All of them remained on the same standard-of-care pain regimen for the entire 17 weeks of the protocol. The primary outcome measure was the Short Form McGill Pain Questionnaire Scale (SFMPQ) total pain score. Other outcome measures assessed changes in mood, emotions and quality of life.

Mean total pain scores were reduced from 17.8 to 13.2 (F[1, 35]= 16.06, P < 0.001). The reductions were stable throughout the 7-week post-intervention period. At exit, 26 out of 36 (72%) had improved pain scores. Of the 26 who improved, mean pain reduction was 44%. Improvement was found irrespective of whether or not participants were taking pain medications. There was also evidence for positive changes in measures of mood and quality of life.

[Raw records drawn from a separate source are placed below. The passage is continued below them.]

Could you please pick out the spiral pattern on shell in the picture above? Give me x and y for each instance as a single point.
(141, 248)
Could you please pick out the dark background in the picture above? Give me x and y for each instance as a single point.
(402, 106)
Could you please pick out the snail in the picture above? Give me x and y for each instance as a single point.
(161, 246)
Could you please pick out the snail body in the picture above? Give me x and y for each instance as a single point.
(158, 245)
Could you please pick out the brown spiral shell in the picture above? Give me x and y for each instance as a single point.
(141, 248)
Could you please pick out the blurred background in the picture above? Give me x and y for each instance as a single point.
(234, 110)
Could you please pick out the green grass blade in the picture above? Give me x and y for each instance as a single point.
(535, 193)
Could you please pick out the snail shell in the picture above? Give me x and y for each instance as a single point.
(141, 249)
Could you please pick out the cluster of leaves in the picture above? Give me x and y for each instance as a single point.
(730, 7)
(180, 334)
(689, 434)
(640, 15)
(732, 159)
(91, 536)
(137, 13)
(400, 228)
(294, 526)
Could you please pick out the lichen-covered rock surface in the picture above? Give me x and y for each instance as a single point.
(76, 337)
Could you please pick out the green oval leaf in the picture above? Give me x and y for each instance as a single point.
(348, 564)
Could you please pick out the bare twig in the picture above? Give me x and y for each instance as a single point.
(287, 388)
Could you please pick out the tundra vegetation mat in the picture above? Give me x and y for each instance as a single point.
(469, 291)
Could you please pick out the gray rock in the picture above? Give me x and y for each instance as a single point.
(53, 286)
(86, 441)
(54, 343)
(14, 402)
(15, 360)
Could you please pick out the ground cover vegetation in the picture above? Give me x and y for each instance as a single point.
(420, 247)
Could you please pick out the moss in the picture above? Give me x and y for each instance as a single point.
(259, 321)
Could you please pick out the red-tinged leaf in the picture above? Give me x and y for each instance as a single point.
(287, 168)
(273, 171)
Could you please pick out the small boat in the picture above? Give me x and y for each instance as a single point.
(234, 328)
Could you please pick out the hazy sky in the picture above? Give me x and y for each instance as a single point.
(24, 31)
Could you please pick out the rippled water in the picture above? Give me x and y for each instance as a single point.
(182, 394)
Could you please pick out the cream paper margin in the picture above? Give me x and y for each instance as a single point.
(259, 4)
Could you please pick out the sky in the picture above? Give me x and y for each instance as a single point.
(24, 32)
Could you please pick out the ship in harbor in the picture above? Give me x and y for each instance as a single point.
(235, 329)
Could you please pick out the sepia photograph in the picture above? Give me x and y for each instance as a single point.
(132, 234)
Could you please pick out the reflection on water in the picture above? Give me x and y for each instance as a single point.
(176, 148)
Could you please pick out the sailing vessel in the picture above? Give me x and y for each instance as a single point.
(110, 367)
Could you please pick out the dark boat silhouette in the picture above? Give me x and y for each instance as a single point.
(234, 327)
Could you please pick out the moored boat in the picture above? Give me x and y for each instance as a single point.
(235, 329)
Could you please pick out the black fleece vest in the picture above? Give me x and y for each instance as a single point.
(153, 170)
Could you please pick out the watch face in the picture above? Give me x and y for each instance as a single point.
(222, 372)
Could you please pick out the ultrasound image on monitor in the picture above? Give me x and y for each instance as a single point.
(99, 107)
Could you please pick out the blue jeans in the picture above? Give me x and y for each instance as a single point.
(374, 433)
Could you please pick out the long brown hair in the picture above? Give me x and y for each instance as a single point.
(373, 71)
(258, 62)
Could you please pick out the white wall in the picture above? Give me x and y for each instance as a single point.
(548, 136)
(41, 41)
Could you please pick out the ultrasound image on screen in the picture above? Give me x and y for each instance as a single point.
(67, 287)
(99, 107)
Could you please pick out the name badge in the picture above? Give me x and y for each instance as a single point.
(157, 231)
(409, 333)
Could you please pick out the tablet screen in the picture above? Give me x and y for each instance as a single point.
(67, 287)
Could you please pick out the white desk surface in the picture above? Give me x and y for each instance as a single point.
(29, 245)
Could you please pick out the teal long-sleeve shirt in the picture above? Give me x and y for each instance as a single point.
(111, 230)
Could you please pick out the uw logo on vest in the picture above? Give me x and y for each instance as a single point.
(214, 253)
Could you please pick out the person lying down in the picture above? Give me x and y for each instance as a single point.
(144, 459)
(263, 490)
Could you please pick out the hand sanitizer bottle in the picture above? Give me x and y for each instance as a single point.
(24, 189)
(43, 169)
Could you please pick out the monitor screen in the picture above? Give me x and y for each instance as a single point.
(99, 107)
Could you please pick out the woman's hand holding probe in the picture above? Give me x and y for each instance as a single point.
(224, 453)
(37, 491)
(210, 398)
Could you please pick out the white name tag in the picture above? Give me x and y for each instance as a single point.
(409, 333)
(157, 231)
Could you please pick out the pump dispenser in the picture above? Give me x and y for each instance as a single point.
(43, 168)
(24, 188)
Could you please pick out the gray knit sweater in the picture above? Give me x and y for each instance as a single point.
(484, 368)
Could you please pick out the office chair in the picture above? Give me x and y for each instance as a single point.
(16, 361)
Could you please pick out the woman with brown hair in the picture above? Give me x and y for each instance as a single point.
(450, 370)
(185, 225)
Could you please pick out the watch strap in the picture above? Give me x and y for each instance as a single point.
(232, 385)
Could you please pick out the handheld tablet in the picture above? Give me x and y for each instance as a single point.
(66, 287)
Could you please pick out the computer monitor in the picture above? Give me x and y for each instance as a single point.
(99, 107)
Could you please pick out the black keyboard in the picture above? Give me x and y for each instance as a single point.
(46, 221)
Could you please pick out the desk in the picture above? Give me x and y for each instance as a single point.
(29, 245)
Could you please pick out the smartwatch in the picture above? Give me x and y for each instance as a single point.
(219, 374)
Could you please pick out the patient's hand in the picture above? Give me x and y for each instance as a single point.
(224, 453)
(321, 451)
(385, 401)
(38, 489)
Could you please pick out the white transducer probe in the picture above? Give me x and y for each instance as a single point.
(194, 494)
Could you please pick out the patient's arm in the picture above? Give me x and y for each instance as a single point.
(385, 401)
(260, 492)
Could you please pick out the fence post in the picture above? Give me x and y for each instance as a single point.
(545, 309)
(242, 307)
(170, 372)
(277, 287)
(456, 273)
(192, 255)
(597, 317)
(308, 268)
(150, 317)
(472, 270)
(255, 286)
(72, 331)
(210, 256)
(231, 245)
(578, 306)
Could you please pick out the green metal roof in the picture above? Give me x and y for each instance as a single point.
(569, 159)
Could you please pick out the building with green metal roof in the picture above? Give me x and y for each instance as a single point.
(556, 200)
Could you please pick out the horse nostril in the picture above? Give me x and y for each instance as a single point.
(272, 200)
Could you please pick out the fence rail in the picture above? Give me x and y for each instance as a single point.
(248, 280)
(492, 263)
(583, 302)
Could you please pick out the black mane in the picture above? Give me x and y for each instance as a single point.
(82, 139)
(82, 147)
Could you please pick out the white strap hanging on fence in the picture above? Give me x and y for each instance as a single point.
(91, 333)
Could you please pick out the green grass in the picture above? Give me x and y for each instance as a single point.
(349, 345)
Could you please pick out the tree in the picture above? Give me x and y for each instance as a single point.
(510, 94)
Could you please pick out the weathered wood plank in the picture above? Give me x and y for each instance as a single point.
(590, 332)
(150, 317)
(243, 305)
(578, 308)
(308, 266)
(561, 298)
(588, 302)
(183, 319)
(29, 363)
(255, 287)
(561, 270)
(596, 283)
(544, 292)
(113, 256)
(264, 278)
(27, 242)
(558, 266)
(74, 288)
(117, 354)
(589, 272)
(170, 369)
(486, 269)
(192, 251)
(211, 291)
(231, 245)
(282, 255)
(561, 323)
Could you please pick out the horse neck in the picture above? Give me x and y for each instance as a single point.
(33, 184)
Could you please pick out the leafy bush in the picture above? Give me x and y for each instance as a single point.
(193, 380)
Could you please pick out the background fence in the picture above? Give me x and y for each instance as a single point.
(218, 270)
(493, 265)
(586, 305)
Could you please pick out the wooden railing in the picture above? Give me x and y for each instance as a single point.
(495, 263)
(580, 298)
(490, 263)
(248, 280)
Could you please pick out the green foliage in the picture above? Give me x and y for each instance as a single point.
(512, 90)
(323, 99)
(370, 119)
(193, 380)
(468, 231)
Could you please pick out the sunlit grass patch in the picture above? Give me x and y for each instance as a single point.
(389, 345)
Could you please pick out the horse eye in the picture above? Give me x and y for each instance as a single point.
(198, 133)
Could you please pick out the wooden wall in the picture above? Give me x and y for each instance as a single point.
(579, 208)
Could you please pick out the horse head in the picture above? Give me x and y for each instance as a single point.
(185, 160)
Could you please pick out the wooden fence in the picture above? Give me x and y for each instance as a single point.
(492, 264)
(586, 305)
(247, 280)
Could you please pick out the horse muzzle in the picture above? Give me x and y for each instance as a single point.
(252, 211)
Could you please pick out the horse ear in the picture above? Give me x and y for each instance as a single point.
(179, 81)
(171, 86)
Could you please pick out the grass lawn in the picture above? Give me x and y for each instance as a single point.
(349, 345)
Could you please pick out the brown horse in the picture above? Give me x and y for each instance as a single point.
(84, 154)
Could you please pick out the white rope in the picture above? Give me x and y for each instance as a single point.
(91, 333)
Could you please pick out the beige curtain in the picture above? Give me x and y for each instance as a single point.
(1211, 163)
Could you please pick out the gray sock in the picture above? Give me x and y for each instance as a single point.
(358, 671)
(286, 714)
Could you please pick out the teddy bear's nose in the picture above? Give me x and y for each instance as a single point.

The researchers conclude that brief hypnosis interventions show promise as a useful and well-tolerated tool for managing painful HIV-DSP, and merits further investigation.

Citation: Dorfman D et al.  Hypnosis for treatment of HIV neuropathic pain: a preliminary report. Pain Medicine. 2013 Jul;14 (7):pp. 1048-56. doi: 10.1111/pme.12074. Epub 2013 Apr 8.